2013 Scion FR-S
It’s All About Balance
By Ron Amadon
DAMASCUS, MD. – Balance makes things work.
A gymnast needs it to bring home a gold medal, a circus performer to walk on a wire. In baseball, a combination of pitching, hitting and defense is crucial if a team is to compete over a long season.
And a nice combination of power, handling, engineering and style make for a perfect sports car such as this weekend’s Scion FR-S.
Pop open the hood and you will see something rather unique. Two names, Subaru and Toyota, catch your eye on top of the engine instead of the traditional single name designation.
It is no secret that the FR-S and the Subaru BRZ were developed jointly by the two automakers and the end result should gladden the hearts of anyone who hankers for a basic, modern, fun to drive two-seater in the tradition of English sports cars of old.
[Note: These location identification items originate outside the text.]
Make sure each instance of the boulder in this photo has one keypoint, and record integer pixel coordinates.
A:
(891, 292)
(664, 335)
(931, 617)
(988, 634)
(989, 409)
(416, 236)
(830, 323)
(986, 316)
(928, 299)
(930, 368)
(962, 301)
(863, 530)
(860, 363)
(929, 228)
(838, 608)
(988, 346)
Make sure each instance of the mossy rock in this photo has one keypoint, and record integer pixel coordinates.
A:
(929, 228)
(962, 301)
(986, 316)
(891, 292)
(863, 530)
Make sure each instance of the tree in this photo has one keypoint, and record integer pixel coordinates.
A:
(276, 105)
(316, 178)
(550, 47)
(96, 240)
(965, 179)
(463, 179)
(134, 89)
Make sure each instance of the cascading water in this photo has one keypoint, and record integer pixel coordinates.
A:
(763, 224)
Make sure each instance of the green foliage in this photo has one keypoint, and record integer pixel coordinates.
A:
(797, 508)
With one exception – the SubyToy is expected to be rock solid dependable.
Sporting those two names is a 2.0 liter horizontally opposed Suby four mounted low and to the rear of its enclosure, thus improving the car’s center of gravity. It delivers 200 hp @ 7,000 rpm and 151 lb-ft of torque @ 6,600 rpm. While not enough to drive up your testosterone level to dangerous highs, if one exercises the excellent six-speed manual box there is more than enough power to quickly achieve freeway speeds, and exceed them.
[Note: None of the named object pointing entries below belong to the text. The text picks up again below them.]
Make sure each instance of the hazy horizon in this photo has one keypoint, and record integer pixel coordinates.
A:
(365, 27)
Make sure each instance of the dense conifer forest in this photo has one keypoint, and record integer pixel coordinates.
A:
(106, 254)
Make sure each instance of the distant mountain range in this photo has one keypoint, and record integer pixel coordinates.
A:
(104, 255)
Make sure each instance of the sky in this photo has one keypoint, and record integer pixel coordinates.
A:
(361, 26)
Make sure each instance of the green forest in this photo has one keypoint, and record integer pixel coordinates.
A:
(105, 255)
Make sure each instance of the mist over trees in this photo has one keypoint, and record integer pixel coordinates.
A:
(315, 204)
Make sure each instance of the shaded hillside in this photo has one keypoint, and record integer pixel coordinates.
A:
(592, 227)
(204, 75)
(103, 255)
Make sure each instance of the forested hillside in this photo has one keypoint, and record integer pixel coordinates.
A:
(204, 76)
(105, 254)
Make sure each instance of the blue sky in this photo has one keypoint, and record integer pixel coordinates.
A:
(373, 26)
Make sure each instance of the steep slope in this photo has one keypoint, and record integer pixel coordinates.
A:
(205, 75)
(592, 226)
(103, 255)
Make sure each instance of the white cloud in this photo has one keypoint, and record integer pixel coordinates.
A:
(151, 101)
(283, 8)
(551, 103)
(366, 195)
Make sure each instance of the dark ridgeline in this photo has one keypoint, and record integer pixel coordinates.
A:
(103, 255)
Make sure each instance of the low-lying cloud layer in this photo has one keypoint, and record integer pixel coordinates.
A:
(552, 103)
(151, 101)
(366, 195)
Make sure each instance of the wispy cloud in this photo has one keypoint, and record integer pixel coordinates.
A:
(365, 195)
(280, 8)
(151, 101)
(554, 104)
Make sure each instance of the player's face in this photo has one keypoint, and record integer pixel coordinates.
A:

Handling is such that you will go out searching for twisty back roads and challenging interstate ramps. The rear wheel drive FR-S has a Torsen limited slip differential, with McPherson struts up front with a multilink suspension setup out back. Seventeen inch wheels are standard.
Look for a 0-60 run in about 6.5 seconds with the manual box and a bit more with the optional automatic. You will WANT the stick. Right from the start it feels like a box you have been driving for say, the last ten years.
Clutch take up was light but toward the top of the pedal travel in the test car, requiring a short period of adjustment.
Inside, you will find true bucket seats that grab you like a long lost girl friend at a high school reunion who just found out you are single. During a long day’s drive I never once fiddled with the seat settings, and that is more than I can say about a number of cars. There is plenty of room up front for two tall occupants. Rear seats are strictly for storage in the classic sports car tradition. There is a small trunk for light visits to the Safeway, yet no one buys this kind of car for heavy hauling duties.
All controls come readily to hand, and they are basic. No navi system here, no zillions of buttons to decipher, no touch screen to smudge. Just an AM-FM radio in the test car that was ready to chat with whatever audio device that came along, plus Bluetooth of course.
Yet I seldom turned the audio system on, preferring to enjoy the sounds of the suspension working, the purring of the four at speed and yes, even some wind noise – an elemental getting to know you relationship of man and machine that is missing in more refined and expensive wheels.
And there was lots of feedback from the FR-S, through the small, but right sized steering wheel, tied to the best electric steering system I have yet experienced.
The four settled down nicely when shifted into sixth gear – a kind of overdrive and fuel saver. The test car is EPA rated at 22-30 mpg and I recorded 29 mpg with more than a few runs to the red line. Scion recommends premium petrol.
If I could have a wish list for the FR-S it would be for another 10 to 20 horsepower, something that the car could easily handle. And a convertible model, I firmly predict, would have crowds backed up around the block at Suby and Scion dealers. It would make for a fascinating comparison test with the upcoming new Mazda/Alfa MX-5 Miata.
With two small options, (more are available at Scion dealers), the test car would sell for $25,066 including $730 for delivery. This should make the loan officer happy.
Younger readers who have not experienced the joy of a basic sports car should do so before the family starts to grow. New empty nesters, just out of a big SUV, can be quickly reminded how much fun driving can be again, at prices that should please the household treasury secretary.